Companhia Urbanizadora da Nova Capital do Brasil

NOV.D.1 (1)

"Fotografia em cores, formato paisagem. Exposição de divulgação sobre a construção da nova capital do Brasil, Brasília, sem identificação do local e da data. Na parte inferior da fotografia, percebe-se uma luminária apontada para a maquete física do Palácio da Alvorada. Ao redor da maquete, há quatro figuras humanas masculinas e quatro femininas observando atentamente à maquete.
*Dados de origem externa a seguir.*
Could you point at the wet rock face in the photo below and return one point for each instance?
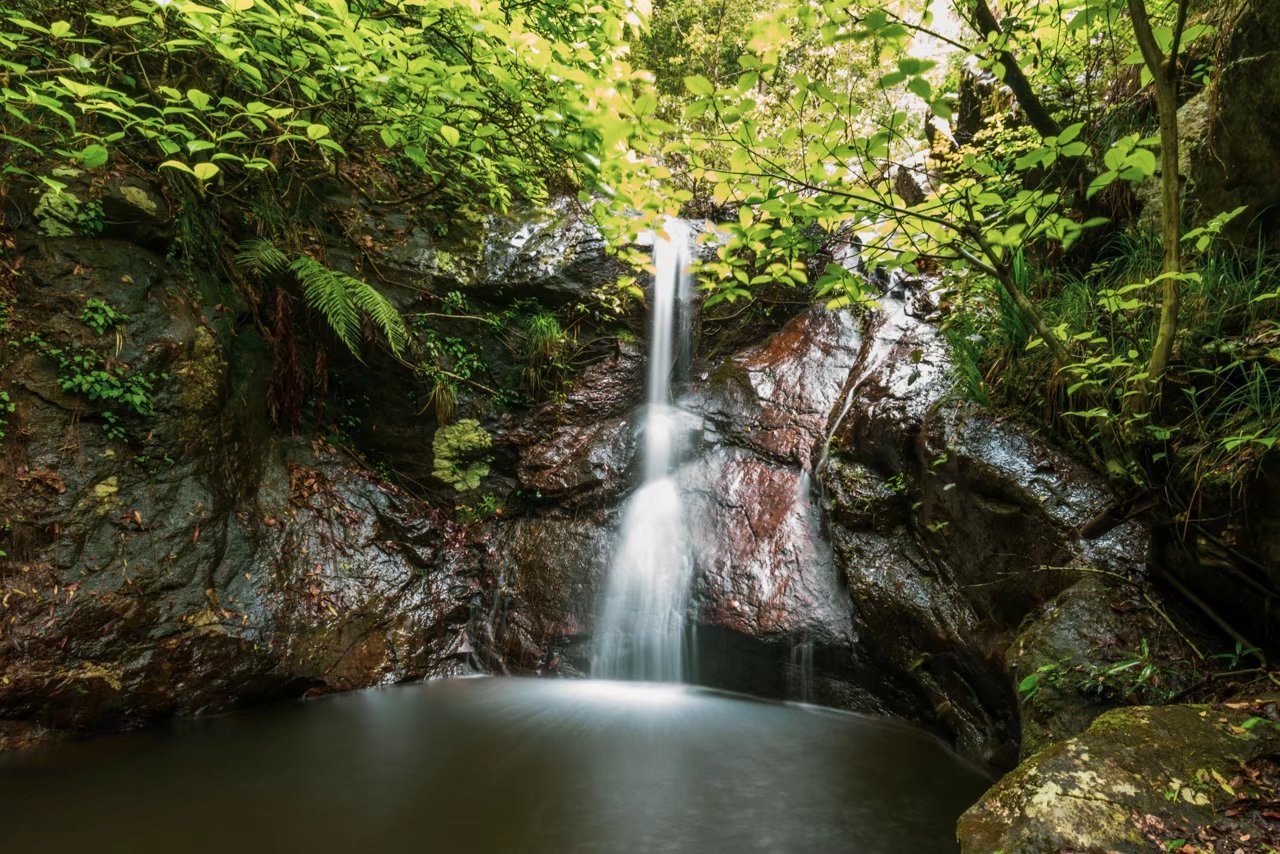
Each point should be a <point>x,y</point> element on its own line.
<point>1134,781</point>
<point>1234,127</point>
<point>199,563</point>
<point>942,520</point>
<point>1097,645</point>
<point>762,562</point>
<point>858,539</point>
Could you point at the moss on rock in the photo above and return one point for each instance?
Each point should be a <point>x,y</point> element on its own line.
<point>1134,768</point>
<point>460,453</point>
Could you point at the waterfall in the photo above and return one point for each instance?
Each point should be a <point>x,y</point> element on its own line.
<point>641,629</point>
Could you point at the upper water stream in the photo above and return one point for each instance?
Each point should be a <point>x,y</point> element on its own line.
<point>641,630</point>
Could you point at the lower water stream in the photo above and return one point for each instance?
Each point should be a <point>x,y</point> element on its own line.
<point>498,765</point>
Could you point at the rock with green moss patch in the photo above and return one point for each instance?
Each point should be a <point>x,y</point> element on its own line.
<point>461,457</point>
<point>1097,645</point>
<point>1133,777</point>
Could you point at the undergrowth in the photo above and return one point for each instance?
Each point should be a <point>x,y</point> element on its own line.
<point>1219,418</point>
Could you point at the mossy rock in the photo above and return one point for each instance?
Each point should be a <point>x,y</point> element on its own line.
<point>1137,779</point>
<point>461,457</point>
<point>1096,647</point>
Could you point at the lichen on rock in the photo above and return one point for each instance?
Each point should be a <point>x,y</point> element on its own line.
<point>460,453</point>
<point>1132,771</point>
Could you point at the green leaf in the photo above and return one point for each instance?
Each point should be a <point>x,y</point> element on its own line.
<point>178,165</point>
<point>94,155</point>
<point>699,86</point>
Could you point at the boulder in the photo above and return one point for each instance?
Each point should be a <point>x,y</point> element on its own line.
<point>1137,780</point>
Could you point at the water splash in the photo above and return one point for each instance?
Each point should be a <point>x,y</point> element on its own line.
<point>641,629</point>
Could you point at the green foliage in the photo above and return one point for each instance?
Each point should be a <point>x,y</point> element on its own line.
<point>7,409</point>
<point>460,457</point>
<point>544,348</point>
<point>115,387</point>
<point>481,101</point>
<point>342,300</point>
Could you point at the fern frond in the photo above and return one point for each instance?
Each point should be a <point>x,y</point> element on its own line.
<point>341,298</point>
<point>261,257</point>
<point>382,313</point>
<point>328,293</point>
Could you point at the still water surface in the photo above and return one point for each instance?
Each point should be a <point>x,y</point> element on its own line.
<point>497,766</point>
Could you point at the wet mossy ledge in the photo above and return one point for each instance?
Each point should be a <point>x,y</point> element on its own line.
<point>1142,779</point>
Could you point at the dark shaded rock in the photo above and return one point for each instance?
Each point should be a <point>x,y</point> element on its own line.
<point>197,563</point>
<point>581,448</point>
<point>776,398</point>
<point>1098,645</point>
<point>942,520</point>
<point>1137,779</point>
<point>1232,131</point>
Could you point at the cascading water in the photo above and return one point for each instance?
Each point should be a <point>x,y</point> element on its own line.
<point>641,629</point>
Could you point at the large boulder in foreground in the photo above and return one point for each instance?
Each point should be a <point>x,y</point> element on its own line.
<point>1138,780</point>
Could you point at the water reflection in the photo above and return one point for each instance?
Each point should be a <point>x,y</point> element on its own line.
<point>498,765</point>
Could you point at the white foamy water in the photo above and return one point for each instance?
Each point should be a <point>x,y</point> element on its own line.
<point>641,629</point>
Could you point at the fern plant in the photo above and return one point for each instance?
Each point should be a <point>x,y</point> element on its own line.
<point>339,298</point>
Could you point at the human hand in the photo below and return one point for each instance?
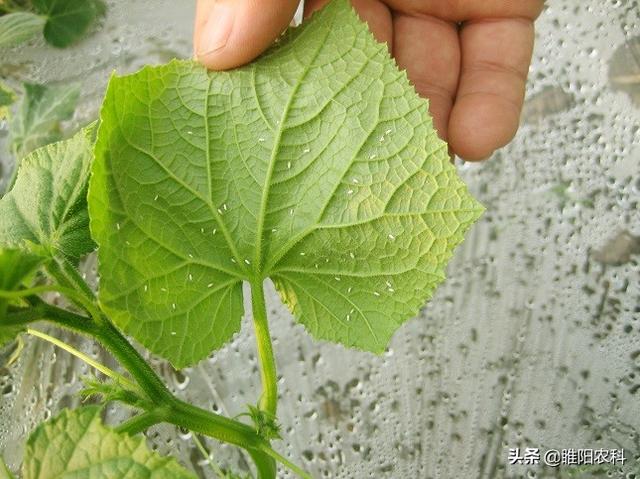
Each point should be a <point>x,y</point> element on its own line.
<point>470,58</point>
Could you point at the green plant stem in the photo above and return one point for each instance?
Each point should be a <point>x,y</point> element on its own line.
<point>67,275</point>
<point>208,457</point>
<point>170,409</point>
<point>285,462</point>
<point>269,397</point>
<point>80,355</point>
<point>140,422</point>
<point>77,298</point>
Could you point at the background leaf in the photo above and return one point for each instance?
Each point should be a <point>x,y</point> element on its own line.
<point>68,20</point>
<point>15,267</point>
<point>7,97</point>
<point>37,119</point>
<point>5,473</point>
<point>317,166</point>
<point>19,27</point>
<point>47,205</point>
<point>76,445</point>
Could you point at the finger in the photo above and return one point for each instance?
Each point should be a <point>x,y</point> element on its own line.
<point>495,62</point>
<point>428,48</point>
<point>458,11</point>
<point>374,12</point>
<point>230,33</point>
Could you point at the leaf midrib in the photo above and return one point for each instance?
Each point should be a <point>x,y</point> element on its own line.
<point>274,153</point>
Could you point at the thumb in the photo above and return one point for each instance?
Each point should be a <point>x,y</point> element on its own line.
<point>230,33</point>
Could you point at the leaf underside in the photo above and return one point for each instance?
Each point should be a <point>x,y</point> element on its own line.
<point>47,205</point>
<point>76,445</point>
<point>37,119</point>
<point>19,27</point>
<point>67,20</point>
<point>15,267</point>
<point>316,166</point>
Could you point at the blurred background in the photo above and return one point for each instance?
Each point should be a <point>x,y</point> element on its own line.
<point>532,341</point>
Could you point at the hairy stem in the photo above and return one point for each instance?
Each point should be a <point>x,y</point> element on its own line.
<point>83,357</point>
<point>269,397</point>
<point>140,422</point>
<point>171,409</point>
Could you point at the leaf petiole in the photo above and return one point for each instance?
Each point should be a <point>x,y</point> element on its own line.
<point>119,378</point>
<point>269,397</point>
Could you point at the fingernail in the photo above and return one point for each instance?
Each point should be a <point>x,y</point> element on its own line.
<point>217,30</point>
Todos estão com vestes formais como ternos, vestidos, colares e brincos de pérolas. Atrás dos observadores, dois painéis, um à esquerda e outro à direita, possuem fotografias de diversos ângulos da maquete do Palácio da Alvorada. Ao fundo, uma cortina branca e quatro colunas cromadas. Além disso, é possível ver a fachada de vidro do edifício ao qual está sendo realizada a exposição bem como mais ao fundo, a fachada de outro prédio.
É possível observar algumas figuras humanas masculinas e femininas desta fotografia no item NOV-D-4-4-D-1 (2).
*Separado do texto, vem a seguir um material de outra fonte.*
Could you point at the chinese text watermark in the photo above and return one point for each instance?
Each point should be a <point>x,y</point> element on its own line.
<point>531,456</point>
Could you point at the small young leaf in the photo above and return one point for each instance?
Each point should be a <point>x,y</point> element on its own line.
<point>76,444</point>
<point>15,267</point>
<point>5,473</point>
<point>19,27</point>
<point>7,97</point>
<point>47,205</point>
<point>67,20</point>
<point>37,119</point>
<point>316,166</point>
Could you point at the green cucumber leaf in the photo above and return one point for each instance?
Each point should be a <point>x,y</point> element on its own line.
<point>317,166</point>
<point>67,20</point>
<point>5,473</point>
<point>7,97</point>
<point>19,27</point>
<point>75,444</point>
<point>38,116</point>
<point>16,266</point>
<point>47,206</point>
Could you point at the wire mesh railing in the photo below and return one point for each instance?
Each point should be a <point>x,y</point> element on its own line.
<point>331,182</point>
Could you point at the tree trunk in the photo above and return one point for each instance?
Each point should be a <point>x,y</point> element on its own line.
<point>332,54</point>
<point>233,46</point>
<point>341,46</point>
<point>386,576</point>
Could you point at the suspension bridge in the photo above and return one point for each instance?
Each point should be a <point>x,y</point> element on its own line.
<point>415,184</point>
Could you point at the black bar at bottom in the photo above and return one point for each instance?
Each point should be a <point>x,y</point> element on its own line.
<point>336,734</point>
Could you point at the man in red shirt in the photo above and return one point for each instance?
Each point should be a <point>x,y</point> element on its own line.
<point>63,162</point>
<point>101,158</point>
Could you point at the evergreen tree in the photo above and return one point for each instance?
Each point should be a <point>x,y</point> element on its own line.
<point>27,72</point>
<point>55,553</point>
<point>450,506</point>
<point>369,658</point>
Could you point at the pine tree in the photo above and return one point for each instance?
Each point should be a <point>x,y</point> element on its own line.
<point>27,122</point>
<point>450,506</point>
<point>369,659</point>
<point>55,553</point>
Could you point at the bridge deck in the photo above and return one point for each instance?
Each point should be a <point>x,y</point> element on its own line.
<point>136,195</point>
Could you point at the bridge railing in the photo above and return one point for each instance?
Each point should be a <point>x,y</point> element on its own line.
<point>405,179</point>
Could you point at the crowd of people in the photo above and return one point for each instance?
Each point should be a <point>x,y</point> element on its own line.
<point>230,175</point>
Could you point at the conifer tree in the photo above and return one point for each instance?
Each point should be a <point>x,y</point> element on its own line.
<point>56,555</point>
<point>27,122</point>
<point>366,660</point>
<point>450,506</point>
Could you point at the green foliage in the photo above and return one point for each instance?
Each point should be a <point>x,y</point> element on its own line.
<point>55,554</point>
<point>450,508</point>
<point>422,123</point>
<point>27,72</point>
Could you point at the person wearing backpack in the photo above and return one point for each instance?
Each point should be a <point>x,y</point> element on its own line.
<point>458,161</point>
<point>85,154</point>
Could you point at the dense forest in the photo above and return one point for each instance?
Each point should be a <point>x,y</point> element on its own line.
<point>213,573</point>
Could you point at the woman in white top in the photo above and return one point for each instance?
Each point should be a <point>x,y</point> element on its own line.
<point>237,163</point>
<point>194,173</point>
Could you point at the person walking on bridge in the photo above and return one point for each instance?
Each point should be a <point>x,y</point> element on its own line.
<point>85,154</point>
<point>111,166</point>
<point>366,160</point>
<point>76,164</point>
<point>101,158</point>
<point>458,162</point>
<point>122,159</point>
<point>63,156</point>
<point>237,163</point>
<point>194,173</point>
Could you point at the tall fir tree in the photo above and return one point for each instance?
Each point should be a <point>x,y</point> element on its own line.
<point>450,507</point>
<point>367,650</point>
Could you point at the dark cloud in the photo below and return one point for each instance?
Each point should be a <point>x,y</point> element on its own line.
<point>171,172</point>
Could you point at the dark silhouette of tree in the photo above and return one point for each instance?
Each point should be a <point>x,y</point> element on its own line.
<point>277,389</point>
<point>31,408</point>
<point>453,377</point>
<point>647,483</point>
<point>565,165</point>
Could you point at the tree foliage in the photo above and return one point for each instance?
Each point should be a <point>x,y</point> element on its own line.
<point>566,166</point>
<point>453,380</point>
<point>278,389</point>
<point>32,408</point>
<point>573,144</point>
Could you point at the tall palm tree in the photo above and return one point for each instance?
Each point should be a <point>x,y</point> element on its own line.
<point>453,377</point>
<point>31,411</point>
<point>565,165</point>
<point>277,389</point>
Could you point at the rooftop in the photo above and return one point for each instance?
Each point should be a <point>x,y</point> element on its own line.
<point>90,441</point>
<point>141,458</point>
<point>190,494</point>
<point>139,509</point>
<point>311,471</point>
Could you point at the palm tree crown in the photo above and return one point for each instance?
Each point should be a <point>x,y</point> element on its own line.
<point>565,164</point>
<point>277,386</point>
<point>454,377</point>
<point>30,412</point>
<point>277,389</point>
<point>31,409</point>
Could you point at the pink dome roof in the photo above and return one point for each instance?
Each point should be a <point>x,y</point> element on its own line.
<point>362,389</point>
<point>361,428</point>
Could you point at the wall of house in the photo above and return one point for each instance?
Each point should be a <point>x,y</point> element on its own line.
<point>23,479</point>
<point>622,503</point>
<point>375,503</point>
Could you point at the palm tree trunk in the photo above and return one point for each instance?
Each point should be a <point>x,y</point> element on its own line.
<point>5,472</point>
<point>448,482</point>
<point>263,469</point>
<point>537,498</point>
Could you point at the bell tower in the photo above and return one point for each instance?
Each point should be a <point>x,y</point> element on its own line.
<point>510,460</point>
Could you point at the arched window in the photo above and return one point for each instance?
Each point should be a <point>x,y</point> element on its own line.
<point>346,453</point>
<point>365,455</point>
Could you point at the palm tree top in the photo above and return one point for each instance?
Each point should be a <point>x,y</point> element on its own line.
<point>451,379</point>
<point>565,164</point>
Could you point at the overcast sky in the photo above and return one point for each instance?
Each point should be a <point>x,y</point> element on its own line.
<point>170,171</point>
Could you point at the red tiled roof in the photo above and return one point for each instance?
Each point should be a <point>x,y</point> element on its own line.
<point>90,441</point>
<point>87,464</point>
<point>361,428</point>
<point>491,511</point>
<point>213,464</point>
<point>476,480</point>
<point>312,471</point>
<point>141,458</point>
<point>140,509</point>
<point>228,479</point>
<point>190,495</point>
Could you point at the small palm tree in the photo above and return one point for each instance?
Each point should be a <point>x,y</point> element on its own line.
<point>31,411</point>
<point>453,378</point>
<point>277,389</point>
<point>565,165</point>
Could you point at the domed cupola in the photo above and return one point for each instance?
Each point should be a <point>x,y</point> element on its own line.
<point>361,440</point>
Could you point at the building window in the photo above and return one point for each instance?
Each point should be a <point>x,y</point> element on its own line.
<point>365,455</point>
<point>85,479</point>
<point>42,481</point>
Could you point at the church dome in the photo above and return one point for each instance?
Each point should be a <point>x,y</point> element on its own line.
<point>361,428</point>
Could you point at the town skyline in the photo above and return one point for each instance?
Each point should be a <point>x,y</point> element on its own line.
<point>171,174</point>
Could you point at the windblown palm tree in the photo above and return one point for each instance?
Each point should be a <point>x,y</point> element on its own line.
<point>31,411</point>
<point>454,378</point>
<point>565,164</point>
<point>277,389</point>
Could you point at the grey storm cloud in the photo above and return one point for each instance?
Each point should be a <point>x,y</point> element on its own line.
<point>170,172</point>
CONTEXTO HISTÓRICO DAS EXPOSIÇÕES:
“Há um grande e permanente interêsse, em todo o mundo, pela edificação da nova capital do Brasil. A obra arquitetônica e urbanística, bem como o alcance econômico, político, administrativo e social de Brasília, são objeto de numerosas reportagens, comentários e estudos nos principais órgãos estrangeiros. A experiência de Brasília, pelo que encerra de novidade revolucionária e de arrojado pioneirismo, é apreciada nos seus pormenores e divulgada em têrmos que satisfazem ao mesmo tempo a atenção dos técnicos, políticos e administradores, e à curiosidade da opinião pública.” (Revista Brasília - nº 8, p. 14, 1957).
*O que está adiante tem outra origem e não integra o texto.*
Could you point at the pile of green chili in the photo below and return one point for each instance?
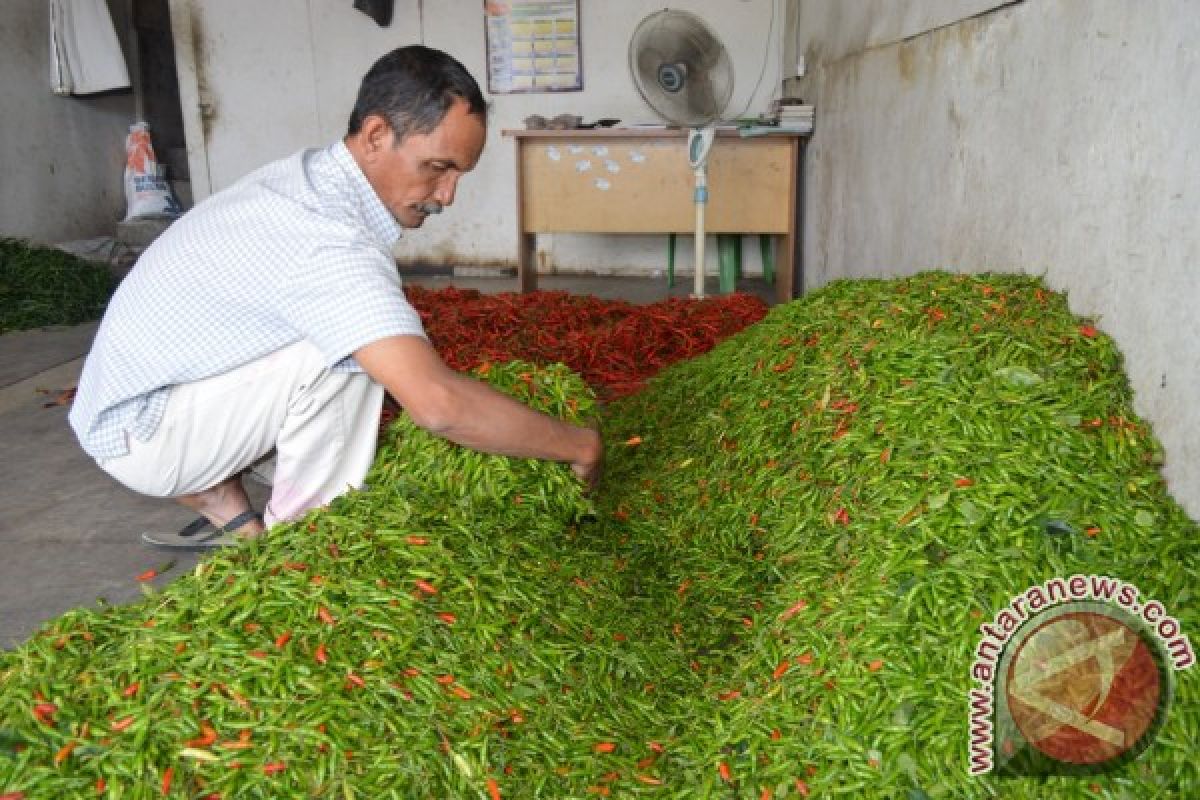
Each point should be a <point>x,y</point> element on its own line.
<point>43,286</point>
<point>777,591</point>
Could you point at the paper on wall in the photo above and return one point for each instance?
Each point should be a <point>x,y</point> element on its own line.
<point>85,55</point>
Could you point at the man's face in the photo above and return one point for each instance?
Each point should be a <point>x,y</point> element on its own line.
<point>419,176</point>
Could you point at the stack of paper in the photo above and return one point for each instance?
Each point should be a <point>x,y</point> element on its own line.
<point>796,116</point>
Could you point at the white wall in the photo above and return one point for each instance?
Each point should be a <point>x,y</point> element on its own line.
<point>1049,137</point>
<point>61,158</point>
<point>281,74</point>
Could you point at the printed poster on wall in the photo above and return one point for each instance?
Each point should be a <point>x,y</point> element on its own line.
<point>533,46</point>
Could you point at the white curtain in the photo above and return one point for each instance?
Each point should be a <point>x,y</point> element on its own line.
<point>85,56</point>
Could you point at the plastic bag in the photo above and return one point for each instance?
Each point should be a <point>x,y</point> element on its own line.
<point>147,191</point>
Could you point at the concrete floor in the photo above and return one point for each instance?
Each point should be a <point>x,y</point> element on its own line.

CONTEXTO HISTÓRICO DO PALÁCIO DA ALVORADA:
O Palácio da Alvorada, residência oficial da Presidência da República, situa-se às margens do Lago Paranoá e foi o primeiro edifício de alvenaria inaugurado em 30 de junho de 1958 no embrião de Brasília. Considerado um dos grandes ícones da Arquitetura Moderna brasileira, seu projeto foi concebido por Oscar Niemeyer (1907-2012), o engenheiro Joaquim Cardozo (1897-1978) responsabilizou-se pelo cálculo estrutural e a execução ficou a cargo da Construtora Rabello SA. É um edifício horizontalizado em concreto armado revestido de mármore branco e vedado com cortina de vidro, levemente suspenso do chão, circundado em toda sua extensão por esbeltas colunas brancas de curvas cônicas, que perpassam sua função estrutural e constituem um dos elementos mais emblemáticos da composição plástica do Palácio. Na fachada frontal, a entrada principal é direcionada por um espelho d’água, reforçando a intenção de leveza da arquitetura, e abriga a escultura “As Iaras”, obra de autoria do escultor Alfredo Ceschiatti (1918-1989). Além do edifício principal, o conjunto do Alvorada conta com bloco um semienterrado de serviço e com uma pequena capela anexa, cuja expressão pictórica remete à obra do arquiteto Modernista Le Corbusier (1887-1965) da “Chapelle Notre-Dame du Haut” (Capela Nossa Senhora das Alturas), mais conhecida como Capela Ronchamp, localizada na França. O projeto de paisagismo é de autoria de Yoichi Aikawa, na época jardineiro do Palácio Imperial do Japão, e complementado nos anos 90 pela arquiteta e paisagista Alda Rabello Cunha (1929-2021). O conjunto do Palácio da Alvorada foi tombado a nível Federal pelo Instituto do Patrimônio Histórico e Artístico Nacional (IPHAN) em 22 de abril de 2021."